By "integrate," I don't mean "bundle by tacking a hyperlink on to one of the admin tools." HDInsight will be fully manageable through Microsoft System Center, effectively making Hortonworks' product the preferred Hadoop for Windows Server 2012.
Jim Walker, Hortonworks' director of product marketing, told me on Wednesday:
I think that Microsoft had been swimming around the Hadoop ocean for quite some time, figuring out what to do. I think they were even thinking about making their distribution at one point. They partnered with us because they saw that our focus is about enterprise readiness, stability, high availability, security, about simplifying Hadoop for the enterprise. And that really plays well with what Microsoft is all about.
Something else Microsoft is about is distributing a finished product when it's finished. The company learned that lesson the hard way in the summer of 2007, when it tried to build its own virtualization layer into Windows Server to preempt VMware. Microsoft was forced to ship an incomplete product. By the time it was playing catchup (even to the point of giving away Hyper-V), VMware and Citrix had already built their virtualization platforms into full ecosystems.
Microsoft doesn't want to lose a similar opportunity with big-data, even if it means not acquiring the product or the engineers behind it. Walker put it this way:
This isn't your father's Microsoft. They're full-bore into this open-source thing with Hadoop. Although they're writing code to make Hadoop work on Windows, they're contributing back into the community. We're working with them so that some of their developers become committers to core Hadoop. That's a big deal for Microsoft. When you see them creating marketplaces around products, that's a fairly big paradigm shift for them.
A general release for HDInsight Server is expected early next year, he said. But after that, a development community will need to develop -- one devoted to integrating the product with the company's frameworks and processes.
For example, Microsoft developers are accustomed to writing application code that speaks to ODBC database drivers. For any big-data operation to be fully integrated with the operating system, developers will expect to communicate with big-data in much the same way they communicate with other types of data.
However, the point of Hadoop is to provide overviews of huge chunks of data at a glance -- not just to store and retrieve data from shards scattered throughout the cloud, but to present analytics and business intelligence information to applications. So something will have to change, and judging from what Walker said, the nature and extent of that change have yet to be fathomed.
I know the group is working on .NET extensions to enable the developer community. There's also JavaScript extensions to run on top of Hadoop, directly kicking off MapReduce jobs to pull that data... into an application. There's a lot of different ways to architect that solution so you get more real-time access to that data. Those are extensions we're working on, as well.

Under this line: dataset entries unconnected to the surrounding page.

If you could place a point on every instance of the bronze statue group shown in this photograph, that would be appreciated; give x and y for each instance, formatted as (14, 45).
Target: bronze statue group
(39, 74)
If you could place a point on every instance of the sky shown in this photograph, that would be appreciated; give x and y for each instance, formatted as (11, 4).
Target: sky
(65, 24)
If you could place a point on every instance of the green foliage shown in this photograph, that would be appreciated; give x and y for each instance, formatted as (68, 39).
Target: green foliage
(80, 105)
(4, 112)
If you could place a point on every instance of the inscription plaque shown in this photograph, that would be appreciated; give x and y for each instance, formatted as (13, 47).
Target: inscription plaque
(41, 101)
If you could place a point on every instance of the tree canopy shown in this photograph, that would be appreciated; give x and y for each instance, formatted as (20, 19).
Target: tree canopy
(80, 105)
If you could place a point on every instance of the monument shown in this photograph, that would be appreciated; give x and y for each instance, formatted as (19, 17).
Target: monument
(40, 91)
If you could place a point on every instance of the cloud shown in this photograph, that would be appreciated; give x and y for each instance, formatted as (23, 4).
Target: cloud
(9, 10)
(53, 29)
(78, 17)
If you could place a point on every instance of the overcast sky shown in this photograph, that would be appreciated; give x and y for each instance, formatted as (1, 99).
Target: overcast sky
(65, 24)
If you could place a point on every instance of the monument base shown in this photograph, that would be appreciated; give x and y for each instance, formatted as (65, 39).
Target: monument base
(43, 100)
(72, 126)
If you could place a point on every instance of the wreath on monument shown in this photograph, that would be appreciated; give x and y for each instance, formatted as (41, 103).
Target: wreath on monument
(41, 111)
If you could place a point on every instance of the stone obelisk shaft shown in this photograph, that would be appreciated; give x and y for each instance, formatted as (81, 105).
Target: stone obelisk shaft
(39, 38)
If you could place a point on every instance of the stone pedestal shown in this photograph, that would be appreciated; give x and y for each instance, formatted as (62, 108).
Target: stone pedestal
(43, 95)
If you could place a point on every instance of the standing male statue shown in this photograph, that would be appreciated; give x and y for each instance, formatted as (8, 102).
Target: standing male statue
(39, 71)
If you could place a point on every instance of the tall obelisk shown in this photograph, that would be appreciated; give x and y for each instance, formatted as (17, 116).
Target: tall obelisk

One of the connection points is HCatalog, which provides a metadata layer, a view into Hadoop. It provides a RESTful interface on top of it with a REST API, which you can imagine working with .NET -- fairly straightforward, fairly simple to implement.
With Hadoop effectively being promoted to a front-and-center position within Windows Server 2012, it's easy to envision a time in the surprisingly near future when big-data passes out of the public conscience, and Hadoop serves simply as the data layer.